Anyway, now I'm waiting. Waiting, of course, for my children to start vomiting in the middle of the night and continue to do so all over the house for 12 straight hours. It's not the mess factor I hate (though I don't really know anyone who loves to scrub throw-up out of carpeting). It's the anticipation. It's going to bed at night, exhausted, pushing the monitor button to eyeball the kids one last time before leaving their awakenings up to my ears only, and snapping to attention because I realize that at any moment they could wake up covered in throw-up, screaming. Their bedding needs washing immediately, their pjs are stuck to their bodies, there's throw-up in every crevice/nostril/fingernail on their bodies and they really, really need a bath but all they want to do is be held and go to sleep. And then it happens again and again, because they are babies and don't realize that they should just get up and throw-up in the bathroom like civilized people.
Neither of my children has ever begun their stomach flu bouts during the daytime. Have yours?
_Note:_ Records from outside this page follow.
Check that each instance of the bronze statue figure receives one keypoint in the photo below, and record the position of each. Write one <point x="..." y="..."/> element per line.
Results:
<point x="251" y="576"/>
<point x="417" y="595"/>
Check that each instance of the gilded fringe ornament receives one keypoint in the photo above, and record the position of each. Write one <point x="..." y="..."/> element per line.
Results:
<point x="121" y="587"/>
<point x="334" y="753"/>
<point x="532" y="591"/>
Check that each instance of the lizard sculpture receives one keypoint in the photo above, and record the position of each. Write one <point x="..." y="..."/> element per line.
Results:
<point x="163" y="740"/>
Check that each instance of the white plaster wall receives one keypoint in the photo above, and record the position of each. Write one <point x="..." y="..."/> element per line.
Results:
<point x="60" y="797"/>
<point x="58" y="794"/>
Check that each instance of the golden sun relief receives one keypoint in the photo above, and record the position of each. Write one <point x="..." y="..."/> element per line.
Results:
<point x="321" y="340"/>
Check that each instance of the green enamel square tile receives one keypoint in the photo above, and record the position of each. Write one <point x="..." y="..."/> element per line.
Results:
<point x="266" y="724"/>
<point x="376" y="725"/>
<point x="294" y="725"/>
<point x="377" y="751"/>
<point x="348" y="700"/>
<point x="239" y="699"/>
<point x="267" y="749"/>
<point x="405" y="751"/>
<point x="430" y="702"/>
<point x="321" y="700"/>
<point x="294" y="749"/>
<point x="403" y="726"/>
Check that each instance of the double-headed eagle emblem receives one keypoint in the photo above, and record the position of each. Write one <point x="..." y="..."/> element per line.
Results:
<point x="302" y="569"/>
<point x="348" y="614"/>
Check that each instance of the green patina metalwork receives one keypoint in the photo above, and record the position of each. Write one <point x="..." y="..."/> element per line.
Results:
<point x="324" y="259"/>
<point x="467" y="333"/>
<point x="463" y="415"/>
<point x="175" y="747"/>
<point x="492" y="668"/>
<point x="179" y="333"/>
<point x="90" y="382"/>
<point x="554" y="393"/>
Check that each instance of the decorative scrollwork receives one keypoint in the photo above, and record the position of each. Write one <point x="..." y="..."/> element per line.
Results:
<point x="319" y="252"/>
I don't know why it's always nighttime, when they're so unsuspecting, so untelling of mysterious symptoms. It wouldn't be so bad if they woke up in the morning, threw up and spent the next 12 hours sick. At least then we could watch them constantly. But what am I saying? I DO watch them constantly, even at night. I am glued to those monitors with every sniffle, every coo, every shuffle of the blankies.
I'm living in such fear of the SF that I've got both of their bedrooms tricked out in case of illness. They've got pots for us to hold once we've got a system down, old towels covering the carpeting, blankets already laid out as beds for me or Trev to lay on, waters ready. And I will be so, so pleased to not have to use them.
I figure I've got until Friday before we're home-free. Unless, of course, today one child becomes infected but fights it off silently and then infects the other on Saturday or something. Does this even happen? All I know is the last time we got the stomach flu, each of us got it exactly four days apart. It's only Wednesday and we're already going stir crazy, trapped in the house! (Though at -19 --YES, NEGATIVE NINETEEN -- we're not going far anyway.)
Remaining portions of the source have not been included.